È proibito maledire Dio o parlare di Lui con disprezzo. Il divieto si riferisce sia al Nome Divino per eccellenza (il Tetragramma), sia ad ogni altro nome che i non-ebrei associano al Creatore, in qualsiasi lingua.
“Birchat Hashem” si traduce letteralmente con “Benedizione del Nome”, ma il precetto allude in realtà alla proibizione della bestemmia. Maledire il Nome di Dio significa rinnegare l’intera Legge e disprezzare la fonte stessa della propria vita e dell’esistenza.
Da questo precetto si impara anche il potere della parola e del linguaggio umano; perciò non è permesso pronunciare falsi giuramenti o fare promesse in modo superficiale.
Dalla condanna della blasfemia deriva anche il rispetto per la Torah e per tutto ciò che è sacro, da non confondere con l’atteggiamento nocivo di fanatismo religioso ed eccessivo timore reverenziale ancora dominante in alcune società.
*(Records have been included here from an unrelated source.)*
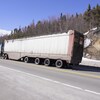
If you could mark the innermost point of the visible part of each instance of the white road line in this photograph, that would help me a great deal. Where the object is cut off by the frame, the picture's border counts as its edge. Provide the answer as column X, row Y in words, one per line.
column 92, row 92
column 47, row 79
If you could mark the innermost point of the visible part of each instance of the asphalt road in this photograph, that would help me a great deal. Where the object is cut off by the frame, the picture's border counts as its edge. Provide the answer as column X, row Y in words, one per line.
column 22, row 81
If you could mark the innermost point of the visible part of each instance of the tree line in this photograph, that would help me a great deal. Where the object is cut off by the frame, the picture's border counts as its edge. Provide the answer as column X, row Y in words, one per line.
column 80, row 22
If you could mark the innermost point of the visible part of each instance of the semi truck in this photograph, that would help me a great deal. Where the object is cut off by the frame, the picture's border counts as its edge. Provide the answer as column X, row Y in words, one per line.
column 58, row 49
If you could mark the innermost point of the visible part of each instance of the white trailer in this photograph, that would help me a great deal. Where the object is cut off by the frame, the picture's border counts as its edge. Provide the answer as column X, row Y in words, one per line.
column 56, row 48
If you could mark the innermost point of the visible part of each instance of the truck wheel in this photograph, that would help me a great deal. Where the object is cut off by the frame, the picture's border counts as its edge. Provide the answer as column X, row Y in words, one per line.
column 26, row 59
column 47, row 62
column 59, row 63
column 5, row 56
column 37, row 61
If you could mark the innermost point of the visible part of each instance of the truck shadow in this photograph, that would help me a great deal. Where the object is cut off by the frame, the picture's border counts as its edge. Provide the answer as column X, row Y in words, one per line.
column 86, row 68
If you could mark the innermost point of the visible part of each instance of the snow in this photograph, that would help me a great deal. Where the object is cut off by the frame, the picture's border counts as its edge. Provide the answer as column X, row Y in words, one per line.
column 87, row 42
column 93, row 29
column 4, row 32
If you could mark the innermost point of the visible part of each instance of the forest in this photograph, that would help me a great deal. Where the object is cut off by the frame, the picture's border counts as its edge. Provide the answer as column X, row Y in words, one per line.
column 81, row 22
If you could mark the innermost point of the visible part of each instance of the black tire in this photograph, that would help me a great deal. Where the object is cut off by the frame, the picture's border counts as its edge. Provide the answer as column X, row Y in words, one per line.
column 59, row 64
column 47, row 62
column 37, row 61
column 26, row 59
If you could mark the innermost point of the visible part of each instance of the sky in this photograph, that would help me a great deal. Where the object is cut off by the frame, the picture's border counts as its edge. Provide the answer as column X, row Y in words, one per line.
column 21, row 13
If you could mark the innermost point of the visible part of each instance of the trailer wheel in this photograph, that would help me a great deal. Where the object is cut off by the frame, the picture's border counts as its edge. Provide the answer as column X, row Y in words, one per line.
column 37, row 61
column 59, row 63
column 26, row 59
column 47, row 62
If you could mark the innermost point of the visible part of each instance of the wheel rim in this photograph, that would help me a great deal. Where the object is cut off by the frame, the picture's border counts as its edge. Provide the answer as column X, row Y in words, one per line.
column 37, row 61
column 47, row 62
column 26, row 59
column 59, row 63
column 5, row 56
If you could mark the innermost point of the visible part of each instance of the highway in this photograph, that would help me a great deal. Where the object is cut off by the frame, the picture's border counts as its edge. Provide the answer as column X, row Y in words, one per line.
column 26, row 81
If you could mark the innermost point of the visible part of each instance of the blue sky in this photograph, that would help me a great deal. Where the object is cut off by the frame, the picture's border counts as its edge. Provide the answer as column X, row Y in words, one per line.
column 20, row 13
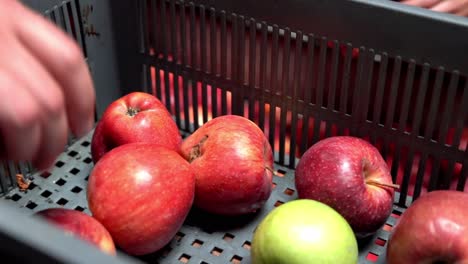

Origine biblica del precetto
La proibizione universale della bestemmia è uno dei temi centrali del Libro di Giobbe, ambientato in un contesto non ebraico.
«Può darsi che i miei figli abbiano peccato e abbiano bestemmiato Dio nel loro cuore» (Giobbe 1:5, vedi anche Giobbe 2:9-10).
Secondo un’opinione espressa nel Talmud, la proibizione si ricava da questo passo del Levitico:
«Chiunque maledice il suo Dio, porterà la pena del suo peccato» (Levitico 24:16).
L’espressione qui tradotta con “chiunque”, nel testo ebraico è “ish, ish” (letteralmente: “un uomo, un uomo”, cioè qualsiasi essere umano). Da ciò si comprende, secondo alcuni Maestri, che il testo si riferisca sia agli Ebrei che agli appartenenti ad altri popoli.
Bisogna inoltre notare che la profanazione del nome di Dio è uno dei peccati per i quali furono puniti i popoli di Canaan (vedi Levitico 18:21), per cui il carattere universale della proibizione è ben radicato nel testo biblico.